O caso: ocupação de áreas e contratos de compra e venda

O caso tem origem num litígio entre um privado, M., e a contraparte C. (com o envolvimento de uma administração pública), que tem por objeto o pedido de restituição de uma área ocupada pela A.P. O Conselho de Estado tinha declarado a incompetência jurisdicional sobre o pedido de restituição, sob o pressuposto de não poder examinar, nem sequer a título incidental, a validade e a eficácia de um contrato de compra e venda relacionado com a área em questão. Contra esta decisão foi interposto recurso perante as Seções Unidas do Tribunal de Cassação, invocando o artigo 111.º, n.º 8, da Constituição, alegando uma suposta recusa de exercício da jurisdição por parte do juiz administrativo.

Limites externos e internos: quando pode o Tribunal de Cassação intervir?

As Seções Unidas rejeitaram o recurso, reiterando um princípio fundamental: o recurso ao Tribunal de Cassação contra as sentenças do Conselho de Estado é admitido exclusivamente por motivos relacionados com a jurisdição (os chamados limites externos).

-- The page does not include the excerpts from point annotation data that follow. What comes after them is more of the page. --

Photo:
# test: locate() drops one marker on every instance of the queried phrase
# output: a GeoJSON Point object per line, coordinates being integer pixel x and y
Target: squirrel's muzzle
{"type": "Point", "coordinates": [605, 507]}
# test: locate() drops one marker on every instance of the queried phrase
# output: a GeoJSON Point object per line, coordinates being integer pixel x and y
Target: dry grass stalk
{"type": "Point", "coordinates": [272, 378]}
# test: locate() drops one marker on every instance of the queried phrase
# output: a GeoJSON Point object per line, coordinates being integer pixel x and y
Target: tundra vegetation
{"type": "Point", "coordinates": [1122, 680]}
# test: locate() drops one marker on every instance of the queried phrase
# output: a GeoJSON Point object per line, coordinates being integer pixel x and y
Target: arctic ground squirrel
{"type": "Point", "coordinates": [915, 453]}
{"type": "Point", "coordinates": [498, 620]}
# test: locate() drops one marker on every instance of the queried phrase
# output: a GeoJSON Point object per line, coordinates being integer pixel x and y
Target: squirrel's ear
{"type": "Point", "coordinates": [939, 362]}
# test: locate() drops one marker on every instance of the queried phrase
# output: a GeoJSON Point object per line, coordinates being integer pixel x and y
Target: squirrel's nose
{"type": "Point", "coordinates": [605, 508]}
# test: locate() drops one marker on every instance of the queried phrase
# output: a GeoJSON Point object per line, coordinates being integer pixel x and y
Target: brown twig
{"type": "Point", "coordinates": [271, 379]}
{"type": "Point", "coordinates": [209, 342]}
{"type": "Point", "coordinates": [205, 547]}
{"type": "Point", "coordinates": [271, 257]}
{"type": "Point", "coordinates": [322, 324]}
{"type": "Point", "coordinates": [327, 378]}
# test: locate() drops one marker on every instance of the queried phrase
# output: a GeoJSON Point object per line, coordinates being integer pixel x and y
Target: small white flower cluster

Isto significa que o Tribunal de Cassação só pode intervir se o juiz administrativo tiver invadido a esfera reservada ao legislador ou a outros poderes do Estado, ou se tiver negado a sua própria jurisdição sob o pressuposto erróneo de que a matéria competia ao juiz comum ou a outro juiz especial.

No caso em apreço, pelo contrário, o eventual erro do Conselho de Estado ao considerar que não podia decidir a título incidental sobre a validade do contrato não constitui uma recusa de jurisdição. Trata-se, quando muito, de um erro interno ao processo (um error in procedendo), decorrente de uma interpretação errada do artigo 8.º do Código do Processo Administrativo (D.Lgs. 104/2010), que regula precisamente a cognição incidental do juiz administrativo. Este tipo de erro não é sindicável pelas Seções Unidas.

Exclui-se da sindicância das Seções Unidas, nos termos do art. 111.º, n.º 8, da Constituição, a sentença com a qual o Conselho de Estado tenha declarado a incompetência jurisdicional sobre um pedido de restituição de uma área ocupada pela A.P., sob o pressuposto de não poder conhecer, a título incidental, da questão relativa à validade e eficácia de um contrato de compra e venda a ela referente, não integrando tal decisão uma recusa de exercício da jurisdição mas, no máximo, um error in procedendo no exercício do poder jurisdicional do juiz administrativo.

As implicações práticas para a proteção do cidadão

Esta decisão oferece esclarecimentos importantes para os profissionais do direito e para os cidadãos que se encontram a ter de gerir litígios com a Administração Pública. Seguem-se os pontos-chave que emergiram da decisão:

  • Natureza do vício: Um erro na aplicação das normas sobre a cognição incidental (como o art. 8.º do D.Lgs. 104/2010) constitui um vício interno ao julgamento administrativo e não uma ultrapassagem dos limites externos da jurisdição.
  • Inadmissibilidade do recurso: Não é possível utilizar o recurso nos termos do art. 111.º da Constituição como um grau adicional de recurso para fazer valer erros de direito ou de procedimento cometidos pelo Conselho de Estado.
  • Estabilidade das decisões: É salvaguardado o princípio da auto-organizabilidade e da independência do juiz administrativo na interpretação das suas próprias regras processuais.

Conclusões

A portaria n.º 30770 de 2025 das Seções Unidas reafirma com força o princípio da taxatividade dos recursos para o Tribunal de Cassação contra as sentenças do Conselho de Estado. Para os cidadãos e as empresas, isto significa que a estratégia de defesa perante a A.P. deve ser planeada com extrema atenção desde o primeiro grau de jurisdição, uma vez que as possibilidades de colocar em causa uma decisão do Conselho de Estado perante o Tribunal de Cassação permanecem circunscritas a hipóteses excecionais e rigorosamente definidas.